Malum olduğu üzre 10 Muharrem 61 (10 Ekim 680) Cuma günü, İslam Peygamberi Hz. Muhammed’in torunu Hz. Hüseyin, Yezid’e biat etmediği gerekçesiyle yanındaki sevenleri ile birlikte Kerbela’da şehit edildi. İslam tarihinde belki de eşi görülmemiş vahşet ya da vahşetlerden biri olarak ifade edilebilecek olan bu büyük facia, sadece olaya tanıklık eden ve olay zamanında yaşayan Müslümanları değil, daha sonra günümüze kadar gelen bütün Müslümanları derinden yaralayan, üzen dramatik ve travmatik bir olaydır. Bu olayda bir tarafta başta Yezid b. Muaviye, Mervan İbnu’l- Hakem, Ubeydullah b. Ziyad, Ömer b. Sa’d, Amr b. Haccac, Şimr b. Zücevşenü’l-Kilâbî, Sinan b. Enes, Havliy b. Yezîd, Amr b. Hureys, Numan b. Beşîr, Kûfe halkı vs; diğer cenahta başta Hz. Hüseyin, Hz. Zeynep bint-i Fâtıma, Ömer b. Hüseyin, Aliyyü’l-Asgar b. Hüseyin, Zeynelabidin, Abdullah İbn Abbas, Kûfe halkından bazı zevat, Müslim b. Akîl, Muhammed b. Hanefiyye, Hür b. Yezid, Aliyy-el Ekber b. Hüseyin, Abdullah b. Hüseyin, Abbas b. Ali, Osman b. Ali, Cafer b. Ali, Abdullah b. Ali, Muhammed b. Ali, Atik b. Ali, Kasım b. Hasan, Ebû Bekir b. Hasan, Abdullah b. Hasan, Kasım b. Hasan, Abdullâhu’l-Ekber b. Müslim b. Akil, Ali b. Müslim b. Akîl, Muhammed b. Müslim b. Akîl, Abdurrahman b. Müslim b. Akîl, Abdullâhu’l-Ekber b. Akîl ve diğer şahsiyetler yer almıştır. Ayrıca Hz. Hüseyin’i seven, onun başarısını isteyen, ama onunla fiilen birlikte hareket etmeyen, ona Kufe’ye gitmemesini tavsiye edenler vardı: Abdullah ibn Abbas, Abdurrahman b. Hâris, Abdullah b. Ömer, İmam Şa'bî, Ebû Saîdu’l-Hudrî gibi (Bkz. Köksal, 1984).

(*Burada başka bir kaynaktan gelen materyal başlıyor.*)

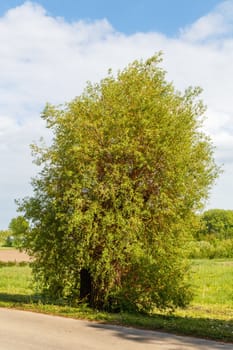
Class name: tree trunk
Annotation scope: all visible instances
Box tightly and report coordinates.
[80,269,92,305]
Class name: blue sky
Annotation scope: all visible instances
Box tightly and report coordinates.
[0,0,221,35]
[0,0,233,229]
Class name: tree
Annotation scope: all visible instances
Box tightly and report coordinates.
[198,209,233,239]
[19,55,218,310]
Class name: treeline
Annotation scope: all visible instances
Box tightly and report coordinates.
[188,209,233,259]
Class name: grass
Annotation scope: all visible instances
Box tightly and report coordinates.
[0,260,233,342]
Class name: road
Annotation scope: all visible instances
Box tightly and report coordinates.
[0,308,233,350]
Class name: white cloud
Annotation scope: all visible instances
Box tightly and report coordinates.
[0,0,233,228]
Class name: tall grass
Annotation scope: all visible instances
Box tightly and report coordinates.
[0,260,233,342]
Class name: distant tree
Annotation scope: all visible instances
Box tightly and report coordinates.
[19,55,217,310]
[8,216,29,248]
[201,209,233,239]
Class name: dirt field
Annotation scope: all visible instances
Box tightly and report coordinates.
[0,249,30,262]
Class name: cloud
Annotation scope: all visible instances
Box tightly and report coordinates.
[181,0,233,42]
[0,0,233,227]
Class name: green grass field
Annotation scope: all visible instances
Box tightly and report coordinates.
[0,260,233,342]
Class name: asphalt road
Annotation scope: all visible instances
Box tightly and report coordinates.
[0,308,233,350]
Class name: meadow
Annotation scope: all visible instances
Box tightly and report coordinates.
[0,259,233,342]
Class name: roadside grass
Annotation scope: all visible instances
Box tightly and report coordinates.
[0,260,233,342]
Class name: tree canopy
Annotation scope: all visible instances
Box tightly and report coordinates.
[19,55,218,310]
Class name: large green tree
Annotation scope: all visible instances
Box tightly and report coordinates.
[20,55,217,310]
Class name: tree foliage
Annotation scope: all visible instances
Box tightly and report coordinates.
[19,55,217,310]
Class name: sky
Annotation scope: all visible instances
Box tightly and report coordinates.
[0,0,233,229]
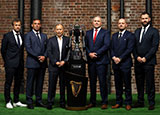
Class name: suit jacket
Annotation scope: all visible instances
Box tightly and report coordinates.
[47,36,69,71]
[111,30,135,69]
[85,28,110,64]
[1,31,24,68]
[134,26,159,65]
[24,31,48,68]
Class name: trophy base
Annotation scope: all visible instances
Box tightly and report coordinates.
[66,106,88,111]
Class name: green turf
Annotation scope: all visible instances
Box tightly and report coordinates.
[0,94,160,115]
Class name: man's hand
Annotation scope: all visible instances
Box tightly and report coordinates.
[137,56,143,63]
[38,56,45,62]
[112,56,121,64]
[56,61,65,67]
[89,52,97,59]
[142,57,146,63]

Çağlara damgasını vurmuş tarihsel bir olay olarak Kerbela Olayı, meydana geldiğinde, Müslümanları derinden etkiledi; öyle ki bu olay, Emevi

saltanatının sarsılmasında ve daha sonra da yıkılmasında bir temel etken oldu. Kerbela Olayı’nın akabinde Emevilere karşı olan hoşnutsuzluklar katmerleşerek isyanlara yol açtı (Hasan, 1985: 90 vd.). Kerbela vakası, Müslümanlarda bir travma etkisi gösterdi (Onat, 2010). Bu travmanın Şii ve Alevilerdeki etkisi ise günümüze kadar artarak devam edecek şekilde çok büyük oldu.

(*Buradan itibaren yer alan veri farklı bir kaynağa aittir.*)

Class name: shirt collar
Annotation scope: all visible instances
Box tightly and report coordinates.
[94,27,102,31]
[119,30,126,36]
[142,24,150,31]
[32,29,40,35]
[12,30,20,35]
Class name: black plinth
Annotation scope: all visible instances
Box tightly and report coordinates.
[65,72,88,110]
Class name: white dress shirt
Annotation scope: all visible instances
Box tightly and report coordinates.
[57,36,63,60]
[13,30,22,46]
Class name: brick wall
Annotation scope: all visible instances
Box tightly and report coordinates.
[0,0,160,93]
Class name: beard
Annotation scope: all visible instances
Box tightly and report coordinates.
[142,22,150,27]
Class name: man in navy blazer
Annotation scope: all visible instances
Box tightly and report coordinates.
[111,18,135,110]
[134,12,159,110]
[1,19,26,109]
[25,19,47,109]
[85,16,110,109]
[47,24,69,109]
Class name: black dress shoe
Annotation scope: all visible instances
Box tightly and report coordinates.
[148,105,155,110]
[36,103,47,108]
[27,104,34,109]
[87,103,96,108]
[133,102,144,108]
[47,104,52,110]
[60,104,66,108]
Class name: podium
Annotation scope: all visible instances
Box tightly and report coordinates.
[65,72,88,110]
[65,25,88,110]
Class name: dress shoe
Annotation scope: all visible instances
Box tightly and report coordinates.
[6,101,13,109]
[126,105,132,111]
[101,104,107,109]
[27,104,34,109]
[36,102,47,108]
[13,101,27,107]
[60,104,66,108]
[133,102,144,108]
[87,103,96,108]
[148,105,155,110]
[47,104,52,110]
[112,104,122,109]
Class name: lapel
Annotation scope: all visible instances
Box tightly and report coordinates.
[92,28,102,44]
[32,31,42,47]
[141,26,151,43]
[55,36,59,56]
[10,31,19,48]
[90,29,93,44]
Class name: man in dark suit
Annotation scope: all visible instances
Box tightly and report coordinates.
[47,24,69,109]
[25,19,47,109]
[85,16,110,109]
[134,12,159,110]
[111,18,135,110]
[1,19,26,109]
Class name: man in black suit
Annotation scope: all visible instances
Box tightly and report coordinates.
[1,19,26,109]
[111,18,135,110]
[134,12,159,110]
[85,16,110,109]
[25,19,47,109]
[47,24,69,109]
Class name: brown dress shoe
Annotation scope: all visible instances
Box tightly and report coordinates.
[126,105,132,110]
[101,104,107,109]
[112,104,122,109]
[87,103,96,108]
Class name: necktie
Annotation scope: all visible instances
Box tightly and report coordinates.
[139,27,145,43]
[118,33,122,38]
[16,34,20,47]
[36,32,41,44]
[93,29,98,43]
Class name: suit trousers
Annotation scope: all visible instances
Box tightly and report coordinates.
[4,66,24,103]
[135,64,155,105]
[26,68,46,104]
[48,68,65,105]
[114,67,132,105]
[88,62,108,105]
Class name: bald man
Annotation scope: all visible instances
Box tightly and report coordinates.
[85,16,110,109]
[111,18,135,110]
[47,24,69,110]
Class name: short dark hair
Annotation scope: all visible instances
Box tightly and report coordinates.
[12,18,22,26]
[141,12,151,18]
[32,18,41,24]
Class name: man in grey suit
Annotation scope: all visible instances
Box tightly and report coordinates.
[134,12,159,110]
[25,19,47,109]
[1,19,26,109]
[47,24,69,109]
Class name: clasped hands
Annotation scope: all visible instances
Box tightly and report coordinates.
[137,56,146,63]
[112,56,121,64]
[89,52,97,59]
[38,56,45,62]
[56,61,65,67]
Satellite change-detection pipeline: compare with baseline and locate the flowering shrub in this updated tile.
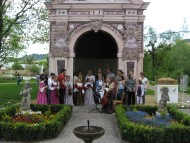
[0,104,72,142]
[126,111,177,127]
[115,105,190,143]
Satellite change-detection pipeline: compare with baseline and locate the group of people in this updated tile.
[37,68,149,113]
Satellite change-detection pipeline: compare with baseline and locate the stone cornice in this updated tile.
[44,2,149,10]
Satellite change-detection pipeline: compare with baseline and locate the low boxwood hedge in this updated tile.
[115,105,190,143]
[0,104,72,142]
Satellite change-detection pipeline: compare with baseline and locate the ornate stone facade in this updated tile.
[45,0,149,78]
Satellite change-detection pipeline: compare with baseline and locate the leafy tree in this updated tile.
[25,56,34,65]
[12,62,24,70]
[144,27,186,80]
[0,0,48,62]
[27,64,40,75]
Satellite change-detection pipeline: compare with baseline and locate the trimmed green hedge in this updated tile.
[0,104,72,141]
[115,105,190,143]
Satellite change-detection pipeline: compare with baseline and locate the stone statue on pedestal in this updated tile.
[20,81,32,111]
[159,87,170,109]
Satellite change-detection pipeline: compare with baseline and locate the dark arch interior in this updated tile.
[74,30,118,76]
[75,30,117,59]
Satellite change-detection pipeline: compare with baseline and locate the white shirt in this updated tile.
[48,77,57,90]
[141,77,148,91]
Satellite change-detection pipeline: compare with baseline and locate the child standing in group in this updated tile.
[64,76,73,105]
[37,77,47,104]
[84,78,95,105]
[136,80,144,104]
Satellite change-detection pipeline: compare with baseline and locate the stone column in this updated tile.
[66,57,73,82]
[118,57,126,75]
[137,53,144,78]
[48,54,56,73]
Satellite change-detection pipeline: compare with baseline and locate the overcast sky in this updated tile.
[144,0,190,34]
[27,0,190,55]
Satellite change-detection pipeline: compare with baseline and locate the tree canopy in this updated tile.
[0,0,48,62]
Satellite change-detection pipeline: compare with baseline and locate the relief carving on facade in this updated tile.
[51,23,69,57]
[51,0,66,4]
[90,19,103,33]
[122,23,141,60]
[122,48,138,60]
[103,23,123,39]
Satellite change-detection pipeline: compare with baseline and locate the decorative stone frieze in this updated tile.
[122,23,143,60]
[122,47,138,60]
[90,19,103,33]
[50,23,69,57]
[68,11,90,15]
[103,10,125,15]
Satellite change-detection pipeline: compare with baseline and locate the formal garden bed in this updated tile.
[0,104,72,142]
[115,105,190,143]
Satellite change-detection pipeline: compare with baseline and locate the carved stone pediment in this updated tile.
[90,19,103,33]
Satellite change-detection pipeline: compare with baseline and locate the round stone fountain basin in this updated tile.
[73,126,105,143]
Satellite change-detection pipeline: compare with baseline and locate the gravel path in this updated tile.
[41,106,121,143]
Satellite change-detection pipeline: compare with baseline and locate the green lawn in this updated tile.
[146,89,155,95]
[0,80,38,107]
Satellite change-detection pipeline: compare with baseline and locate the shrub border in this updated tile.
[0,104,72,142]
[115,105,190,143]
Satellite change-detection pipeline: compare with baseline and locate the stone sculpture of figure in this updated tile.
[20,81,32,111]
[159,87,170,109]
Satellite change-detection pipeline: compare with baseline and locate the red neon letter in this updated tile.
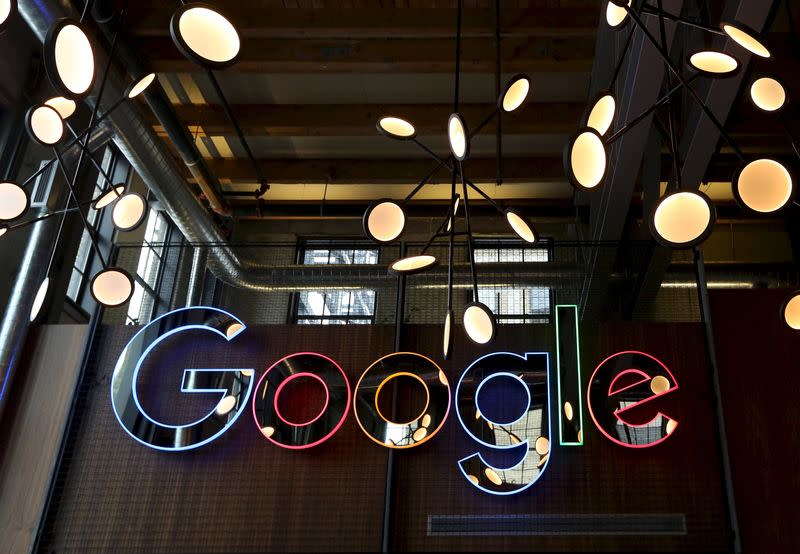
[587,352,678,448]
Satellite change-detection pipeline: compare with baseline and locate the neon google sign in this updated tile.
[111,306,678,495]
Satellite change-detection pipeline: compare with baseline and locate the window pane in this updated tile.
[303,250,328,264]
[297,290,325,315]
[350,290,375,316]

Kerbelâ faciası, İslam toplumunda mezhepleşmelerin temellerinin oturmasında da oldukça etkili olmuştur. Özellikle Şia’nın bir mezhep olarak daha da netleşmesinde etkili olmuştur (Bkz. Nasr, 2006: 40-41). Kerbelâ faciasında Hz. Hüseyin’in şehit olmasının, Şiiliğin Şiilerin gönlünde iyice yer etmesine yol açtığı söylenebilir. Şiilerin Hz. Hüseyin’in Kerbelâ’da şehid edilişinden sonra siyasal bir eğilim olarak kamuoyu oluşturmaya başladığı söylenebilir. (Bkz. Fığlalı, 1984: 105, 241-42). Dolayısıyla Müslümanlar için Kerbela’nın Kerbela öncesi ve Kerbela sonrası diye iki ayrı dönem meydana getirdiği açıktır (Bkz. Hasan, 1985: 85).

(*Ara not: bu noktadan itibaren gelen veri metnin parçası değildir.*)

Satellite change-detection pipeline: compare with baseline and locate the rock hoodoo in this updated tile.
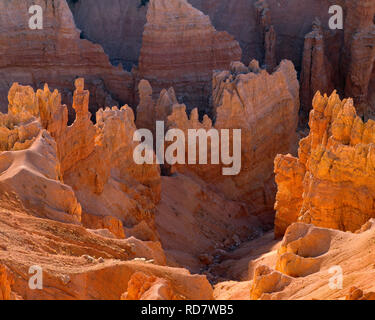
[275,92,375,236]
[136,0,241,115]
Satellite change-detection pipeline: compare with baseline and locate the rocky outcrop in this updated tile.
[0,265,14,301]
[301,0,375,122]
[0,190,212,300]
[275,92,375,236]
[345,287,375,300]
[67,0,147,71]
[343,0,375,119]
[37,79,161,238]
[300,19,334,123]
[168,61,299,221]
[136,0,241,115]
[0,0,134,118]
[0,84,82,223]
[0,79,161,241]
[250,220,375,300]
[121,272,183,300]
[254,0,277,72]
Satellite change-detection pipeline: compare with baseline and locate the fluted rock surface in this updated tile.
[67,0,147,71]
[164,61,299,222]
[250,219,375,300]
[300,20,334,123]
[275,92,375,236]
[0,79,161,240]
[0,0,133,117]
[38,79,161,238]
[136,0,241,114]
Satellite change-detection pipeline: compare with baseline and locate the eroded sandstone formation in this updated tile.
[0,0,134,118]
[250,220,375,300]
[168,61,299,223]
[301,0,375,119]
[275,92,375,236]
[0,79,161,240]
[136,0,241,115]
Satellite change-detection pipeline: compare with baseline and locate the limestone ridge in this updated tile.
[0,0,134,119]
[0,79,160,240]
[136,0,241,115]
[275,92,375,236]
[167,61,299,220]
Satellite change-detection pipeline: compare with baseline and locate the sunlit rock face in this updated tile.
[0,0,133,119]
[0,79,161,240]
[275,92,375,236]
[250,219,375,300]
[136,0,241,115]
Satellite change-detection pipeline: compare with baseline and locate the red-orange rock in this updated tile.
[0,265,14,300]
[0,0,134,118]
[136,0,241,114]
[275,92,375,236]
[121,272,182,300]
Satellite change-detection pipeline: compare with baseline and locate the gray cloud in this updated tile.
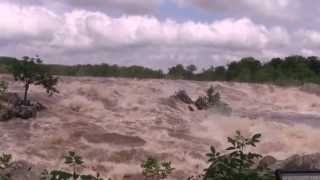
[0,0,320,68]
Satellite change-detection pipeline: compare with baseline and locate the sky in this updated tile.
[0,0,320,69]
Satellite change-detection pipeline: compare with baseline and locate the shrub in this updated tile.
[0,153,12,180]
[141,158,174,180]
[204,131,270,180]
[0,81,8,96]
[195,86,221,110]
[41,151,103,180]
[9,57,58,105]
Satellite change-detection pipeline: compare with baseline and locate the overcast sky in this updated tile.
[0,0,320,68]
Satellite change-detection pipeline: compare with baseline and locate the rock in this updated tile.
[0,161,42,180]
[194,96,209,110]
[0,93,46,121]
[174,90,193,104]
[300,83,320,96]
[14,105,38,119]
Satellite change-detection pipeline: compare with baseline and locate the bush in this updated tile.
[41,151,103,180]
[204,131,270,180]
[0,81,8,96]
[141,158,174,180]
[195,86,221,110]
[0,153,12,180]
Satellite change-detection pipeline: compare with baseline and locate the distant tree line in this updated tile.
[0,55,320,85]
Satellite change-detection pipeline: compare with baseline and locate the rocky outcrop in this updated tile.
[174,90,193,104]
[258,153,320,171]
[0,93,45,121]
[0,161,42,180]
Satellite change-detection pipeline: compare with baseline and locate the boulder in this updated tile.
[174,90,193,104]
[13,105,38,119]
[0,161,42,180]
[0,93,46,121]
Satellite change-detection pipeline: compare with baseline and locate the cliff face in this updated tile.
[0,76,320,179]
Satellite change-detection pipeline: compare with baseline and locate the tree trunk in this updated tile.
[23,82,30,105]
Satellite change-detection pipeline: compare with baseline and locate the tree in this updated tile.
[0,81,8,96]
[204,131,270,180]
[9,56,59,105]
[141,157,174,180]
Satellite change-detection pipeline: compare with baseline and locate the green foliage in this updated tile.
[141,158,174,180]
[9,57,58,104]
[41,151,103,180]
[0,81,8,96]
[0,153,12,180]
[0,56,320,85]
[204,131,270,180]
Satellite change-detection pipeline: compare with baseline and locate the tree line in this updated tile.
[0,55,320,85]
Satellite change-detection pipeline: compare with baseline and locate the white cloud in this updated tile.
[0,0,320,67]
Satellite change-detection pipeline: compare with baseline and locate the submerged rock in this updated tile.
[0,93,46,121]
[0,161,42,180]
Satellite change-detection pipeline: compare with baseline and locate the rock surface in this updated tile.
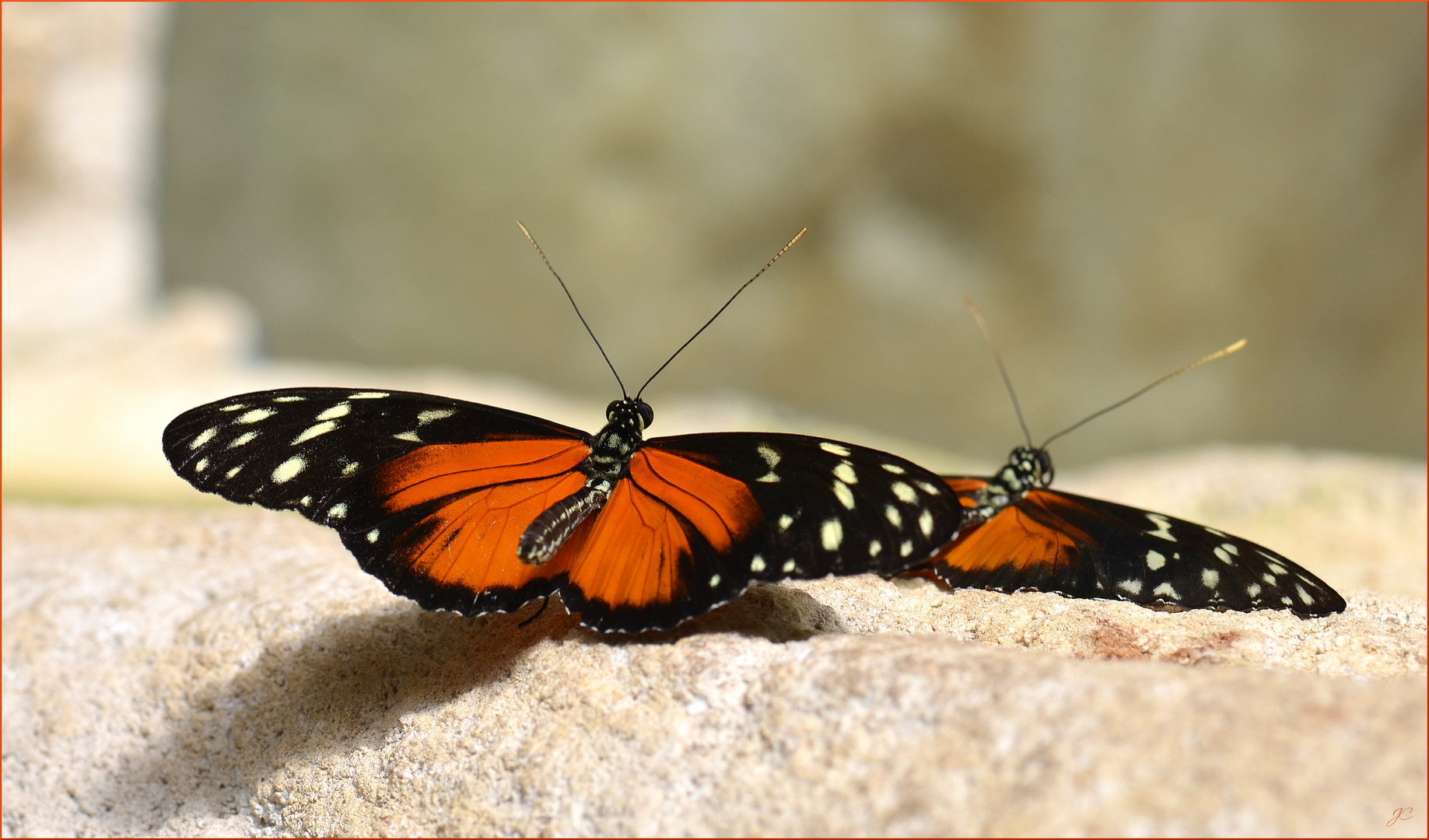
[5,480,1426,835]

Sünnilerin Kerbelâ’ya Yaklaşımı: Mahcubiyet Hissi

Sünnilerin Kerbelâ’ya yaklaşımının, olayı yanlış görme, kınama, acı çekme vs. bağlamında Şiiler ve Alevilerin yaklaşımından pek farklı olmadığı söylenebilir. Bunu Kerbela olayını ele alan ilk Sünni kaynaklardan günümüze kadar belki de bütün Sünni kaynaklarda gözlemlemek ve Sünnilerin Hz. Hüseyin ve Kerbela faciasıyla ilgili sözlü kültürlerinde olaya verdikleri önemle olaydan çektikleri acıdan çıkarmak mümkündür. Bugün de örneğin Türkiye’de toplumun demografik olarak büyük çoğunluğunu meydana getiren Ehl-i Sünnet mensuplarıyla konuşulduğunda, Kerbela olayının dillerde dolaştığı, Sünni insanların belleğinde canlı olarak yer aldığı, Hz. Hüseyin ve diğer Kerbela şehitleriyle ilgili zengin dramatik hikayeler bilindiği ve üretildiği, ayrıca şehitlerin acısının derinden yaşandığı anlaşılmaktadır. Okuma yazma bilmeyen insanların dahi Kerbela’ya dair söyleyecekleri çok şey vardır. Bunun sebebi, Hz. Hüseyin ve diğer şehitlerle Kerbela Olayını yaşayan başka insanların Müslümanların ortak malı olmasıdır.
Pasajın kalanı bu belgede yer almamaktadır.